There must be an art to it, I thought. A certain practice, or alchemy, that turns loneliness into solitude, blank days into blank canvases. It must be one of those lost arts, like svelte calligraphy or the confident tying of a wedding cravat. A lost little art that, year by year, fades in the bleaching light of the future.
My favorite part of Michael Harris’s Solitude was the epigraph to Part I, which comes from one of Edith Wharton’s letters:
I believe I know the only cure, which is to make one’s center of life inside of one’s self, not selfishly or excludingly, but with a kind of unassailable serenity–to decorate one’s inner house so richly that one is content there, glad to welcome anyone who wants to come and stay, but happy all the same when one is inevitably alone.
This lovely and evocative passage reminded me very much of May Sarton’s Plant Dreaming Deep, which along with Journal of a Solitude chronicles the challenges but also the beauties of a life both isolated and receptive. I was surprised to find that Harris never mentions or quotes from Sarton: I think my disappointed expectation that he would is a symptom of the mismatch between what I went to his book for and what I found.
I don’t suppose there’s anything wrong with Harris’s book on its own terms, though it turned out not to be the book I was looking for. It’s primarily about the challenge (as Harris sees it) of finding and coping with solitude in our hyper-connected technological age. As he tells it, nearly every activity that used to be solitary has become social. But while there’s no doubt that everything from reading to dating can now be carried on in a hyper-linked-up way, I thought he too hastily and completely conflated “using technology” with “not being alone.” Also, like many authors of this sort of book, he seemed to rush from his own habits and experience to universal proclamations. “Is there no middle road,” he asks,
a way to secure some isolation within the glory of all that connectivity? Is there not a way to get past [Anne Morrow] Lindbergh’s starfish problem, where essential parts of our selves are ripped off each time we enter and exit our solitude? Is there a third way that each person, alone, could discover for themselves?

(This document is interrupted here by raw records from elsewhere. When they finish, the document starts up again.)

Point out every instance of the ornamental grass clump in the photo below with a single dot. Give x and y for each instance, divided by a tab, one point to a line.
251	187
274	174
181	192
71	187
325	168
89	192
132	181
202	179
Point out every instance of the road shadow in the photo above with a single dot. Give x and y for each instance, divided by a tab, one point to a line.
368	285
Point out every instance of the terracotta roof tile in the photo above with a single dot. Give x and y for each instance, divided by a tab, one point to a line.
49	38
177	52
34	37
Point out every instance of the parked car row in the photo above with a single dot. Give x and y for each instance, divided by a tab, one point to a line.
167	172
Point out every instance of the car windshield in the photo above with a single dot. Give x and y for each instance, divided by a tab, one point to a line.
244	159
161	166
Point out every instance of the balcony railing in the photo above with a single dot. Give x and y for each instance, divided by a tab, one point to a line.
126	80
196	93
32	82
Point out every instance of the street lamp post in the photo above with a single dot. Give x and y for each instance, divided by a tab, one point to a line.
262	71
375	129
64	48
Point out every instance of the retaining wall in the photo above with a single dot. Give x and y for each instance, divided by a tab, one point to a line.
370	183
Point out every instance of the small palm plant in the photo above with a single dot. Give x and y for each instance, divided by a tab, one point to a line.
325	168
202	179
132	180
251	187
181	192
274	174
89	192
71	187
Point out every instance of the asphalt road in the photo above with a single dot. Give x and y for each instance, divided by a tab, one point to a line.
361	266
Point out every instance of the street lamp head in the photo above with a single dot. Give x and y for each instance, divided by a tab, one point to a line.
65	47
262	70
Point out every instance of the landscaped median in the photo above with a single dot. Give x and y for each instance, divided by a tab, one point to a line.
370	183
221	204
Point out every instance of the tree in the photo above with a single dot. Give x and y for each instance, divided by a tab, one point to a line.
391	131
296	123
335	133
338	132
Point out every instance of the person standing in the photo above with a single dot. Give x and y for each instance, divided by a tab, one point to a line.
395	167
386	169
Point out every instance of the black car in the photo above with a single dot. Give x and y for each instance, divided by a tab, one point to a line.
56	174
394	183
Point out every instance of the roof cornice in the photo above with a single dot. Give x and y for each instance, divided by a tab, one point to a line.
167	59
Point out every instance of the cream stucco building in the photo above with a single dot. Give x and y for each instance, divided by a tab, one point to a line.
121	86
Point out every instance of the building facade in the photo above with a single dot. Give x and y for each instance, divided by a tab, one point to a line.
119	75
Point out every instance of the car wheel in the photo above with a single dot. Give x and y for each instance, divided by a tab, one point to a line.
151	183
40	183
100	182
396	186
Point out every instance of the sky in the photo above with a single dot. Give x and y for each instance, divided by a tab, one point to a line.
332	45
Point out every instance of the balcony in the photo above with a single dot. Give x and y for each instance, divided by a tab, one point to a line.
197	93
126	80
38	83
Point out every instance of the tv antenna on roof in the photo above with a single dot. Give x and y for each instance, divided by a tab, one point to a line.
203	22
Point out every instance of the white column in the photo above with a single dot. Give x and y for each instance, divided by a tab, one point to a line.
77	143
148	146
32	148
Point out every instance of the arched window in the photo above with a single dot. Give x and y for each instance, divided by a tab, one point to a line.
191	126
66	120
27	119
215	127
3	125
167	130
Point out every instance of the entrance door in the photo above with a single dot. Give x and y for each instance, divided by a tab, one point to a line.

Yes, is the obvious answer: turn things off, opt out, calm down. I keep the WiFi off on my Kobo reader except when I want to download new books; I have opted out of all the notifications on the Kobo app on my iPad. Just because I’m reading electronically doesn’t mean I want to bring a whole crowd of strangers into the experience. I usually have “mobile data” turned off on my phone: I can’t check email or Twitter when I’m out and about unless I really want or need to, and that’s a conscious decision. There’s no need for the false alternative of either a wholly porous existence or a week of total social isolation in a cabin in the woods.
I appreciated the questions Harris raises about the role of solitude in our lives, as well as the evidence and anecdotes he gives about its benefits. What I was looking for, though, was not a disquisition on Wattpad but insight into achieving what Wharton describes and Sarton comes close to. I hoped, I suppose, for a book that would complement Emily White’s Lonely: if loneliness is, as Harris proposes, “failed solitude,” how can we succeed at it? Harris’s book spends a lot more time answering “why should we want it?” instead. Though Harris might not believe it, I’m already solitary enough; it’s the “unassailable serenity” that eludes me. To find it, or to fill the time so I don’t miss it, I’m better off with different writers.